New research that could help develop wheat with natural resistance to a devastating fungal disease has begun at Heriot-Watt University in Edinburgh.
Wheat faces a growing threat from a common fungal disease called septoria tritici blotch, which attacks and kills the plant. The disease – also known as septoria leaf blotch, septoria or the acronym STB – is very difficult to control and destroys up to 20% of wheat crops a year in the UK, including breadmaking varieties.
“Countries in Northern Europe are vulnerable to septoria because of the weather,” explained Dr Angela Feechan, a plant pathologist at Heriot-Watt’s Institute for Life and Earth Sciences.
“We have more rain and the fungus is a big fan of rainy, humid conditions. We can’t completely control it with fungicides, so we need to think of different ways,” she said, adding that one such way was through genetics.

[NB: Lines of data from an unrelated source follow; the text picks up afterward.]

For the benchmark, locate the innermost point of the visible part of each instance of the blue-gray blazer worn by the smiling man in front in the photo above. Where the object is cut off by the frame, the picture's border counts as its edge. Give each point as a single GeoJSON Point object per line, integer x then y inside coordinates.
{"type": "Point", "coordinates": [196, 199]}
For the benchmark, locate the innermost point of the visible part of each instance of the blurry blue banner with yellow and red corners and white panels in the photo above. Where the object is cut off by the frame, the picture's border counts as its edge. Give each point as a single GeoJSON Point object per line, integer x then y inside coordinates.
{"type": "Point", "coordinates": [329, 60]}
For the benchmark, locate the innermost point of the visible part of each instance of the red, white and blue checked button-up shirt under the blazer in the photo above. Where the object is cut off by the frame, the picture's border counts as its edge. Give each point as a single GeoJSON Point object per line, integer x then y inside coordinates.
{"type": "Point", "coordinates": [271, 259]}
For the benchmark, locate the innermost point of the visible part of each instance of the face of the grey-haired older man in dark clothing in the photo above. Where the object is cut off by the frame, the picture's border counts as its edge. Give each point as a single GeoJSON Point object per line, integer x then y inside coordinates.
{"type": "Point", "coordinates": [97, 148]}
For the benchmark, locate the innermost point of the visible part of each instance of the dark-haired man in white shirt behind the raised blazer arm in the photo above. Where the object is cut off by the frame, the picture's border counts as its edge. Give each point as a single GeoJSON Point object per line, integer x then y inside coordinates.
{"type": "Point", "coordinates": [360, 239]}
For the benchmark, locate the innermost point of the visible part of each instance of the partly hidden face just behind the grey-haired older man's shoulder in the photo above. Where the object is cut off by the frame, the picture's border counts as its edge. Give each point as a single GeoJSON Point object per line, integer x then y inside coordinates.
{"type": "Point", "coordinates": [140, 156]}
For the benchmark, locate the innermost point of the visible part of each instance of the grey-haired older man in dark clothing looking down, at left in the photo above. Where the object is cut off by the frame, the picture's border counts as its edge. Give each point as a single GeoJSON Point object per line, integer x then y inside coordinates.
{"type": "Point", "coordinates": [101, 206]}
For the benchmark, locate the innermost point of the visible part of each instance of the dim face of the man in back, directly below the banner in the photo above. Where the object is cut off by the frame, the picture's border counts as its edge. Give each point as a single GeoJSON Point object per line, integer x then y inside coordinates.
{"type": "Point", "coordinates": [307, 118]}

Dr Feechan and her colleagues are examining specific genes in different wheat varieties and how these interact with the fungus that causes septoria, called Zymoseptoria tritici (Z. tritici). This fungus attacks the plant through spores, destroying its ability to absorb sunlight through photosynthesis and turning leaves yellow and speckled.
“We think there are very small differences in the genes of different wheat varieties that determine whether or not they are resistant to this disease,” Dr Feechan said. “If we can find the difference in these genes that give us resistance, they could be used to breed resistant wheat varieties in the field.”
Dr Feechan aslo noted that the development of the natural resistance of wheat through its existing genetic diversity is distinct from genetic modification, which involves altering a plant’s genetic makeup.
The research team at Heriot-Watt will be working with a collection of 300 wheat varieties as part of a collaboration with France’s National Research Institute for Agriculture, Food and Environment (INRAE).
Research is funded through a postdoctoral fellowship from UK Research and Innovation, the national funding agency for investing in science and research. This has led to plant biology specialist Dr Debabrata Dutta joining Heriot-Watt University to work on the research.
The UK produced 14 million tonnes of wheat last year. In Scotland, over 980k tonnes of wheat was harvested, accounting for about a third of the nation’s total cereal production in 2023. Heavier storm rainfall over the 2023 autumn and winter seasons has the upcoming UK wheat harvest expected to be one of the worst on record, around 18% down from 2023 levels. Thus, bakers are to be dependent on breadmaking wheat imports to meet demand this year.
Boosting crop yields is a core focus of global efforts to tackle food insecurity – according to the United Nation’s World Food Programme, more than 300 million people in 71 countries are struggling to access enough affordable, nutritious food this year.